Mender setup at ECS

I’m working on setting up Mender at AWS ECS at this moment:

  • Mender 2.3.0
  • using S3 as storage backend, no storage-proxy and minio.

Entire setup seems working for me at this moment: I can add a add/decommission the device(s), run the deployment, but I faced a strange issue when trying to upload an artifact over CLI:

FAILURE: artifact upload failed with status 504, reason: <html>
<head><title>504 Gateway Time-out</title></head>

Artifact looks fine for me, and it was generated with last version mender-artifact (3.3.0):

Artifact file 'test-release-1.0.mender' validated successfully

API gateway log:

2020/04/27 12:01:34 [warn] 54#54: *3950 a client request body is buffered to a temporary file /usr/local/openresty/nginx/client_body_temp/0000000007 while sending to client, client: <client>, server: <server>, request: "POST /api/management/v1/deployments/artifacts HTTP/1.1", host: "<server>"
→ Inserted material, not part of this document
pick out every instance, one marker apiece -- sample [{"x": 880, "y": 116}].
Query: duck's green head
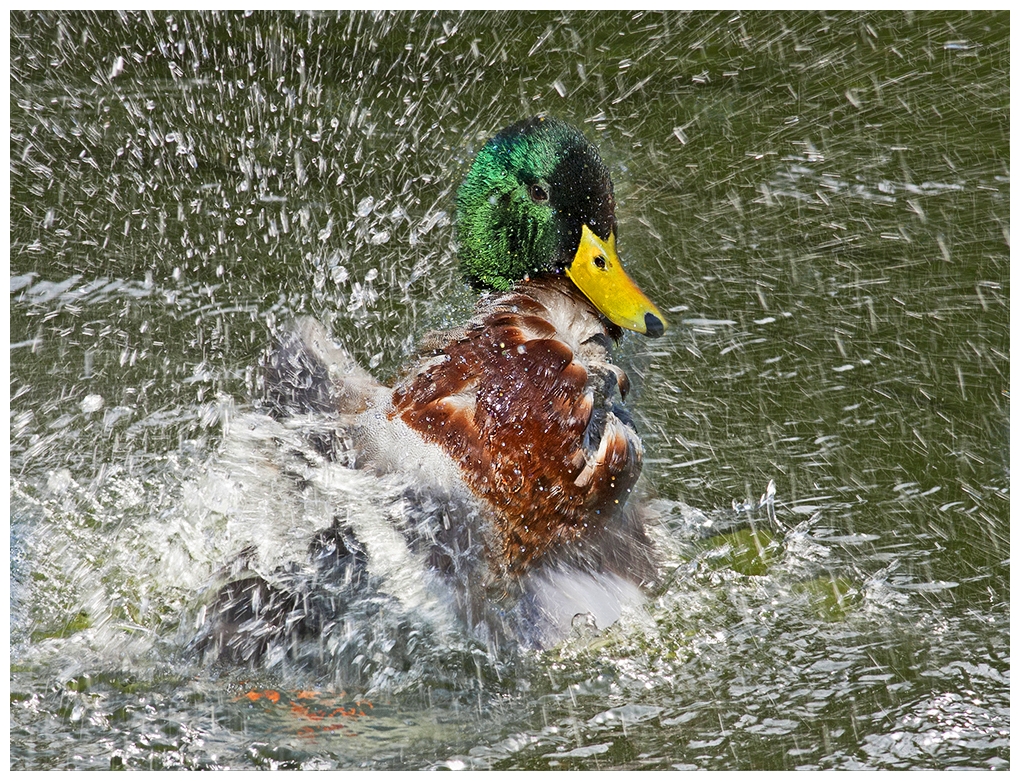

mender-deployments log related entry:

time="2020-04-27T12:01:52Z" level=error msg="unexpected EOF" file=view.go func="view.(*RESTView).RenderError" line=53 request_id=<request_id> user_id=<user>

time="2020-04-27T12:01:52Z" level=info msg="400 539196549μs POST /api/management/v1/deployments/artifacts HTTP/1.0 - Mozilla/5.0 (Windows NT 10.0; Win64; x64; rv:75.0) Gecko/20100101 Firefox/75.0" file=middleware.go func="accesslog.(*AccessLogMiddleware).MiddlewareFunc.func1" line=60 request_id=<request_id> user_id=<user_id>

Test demo images loads just fine using both CLI tool and UI.

Questions:

  1. How could I check the artifact other than using mender-artifact validate?
  2. Is it OK to exclude storage-proxy and minio from the setup in case of using AWS S3 as a storage?

Hello @imort welcome to Mender hub.

As far as I know removing the storage-proxy and minio should be ok if using S3, although perhaps @tranchitella or @merlin know better.

Are you able to upload that artifact through the Web UI?

The artifact format is actually just a tarball with the payload and some metadata. You can use “tar” to extract the contents but if the mender-artifact validate command succeeded, I’m not sure that will be helpful.

Drew

@imort if you are uploading large files, please have a look here:

If you are using an AWS load balancer in front of Mender, edit its configuration using the AWS console and increase the idle timeout accordingly.

Thank you for your kind response!
I’ve added timeout to the API gateway nginx config, and increased ALB timeout - artifact upload works now!

Can I post there any other details related to Mender setup at ECS later as it could be helpful for the community?

@imort sure, feel free to add any additional suggestions or details that can be useful to the community!

@tranchitella, regarding API gateway setup:

You’re using a reload-when-hosts-changed script, called in container entrypoint which reloads nginx if IP address of any underlying service is changed.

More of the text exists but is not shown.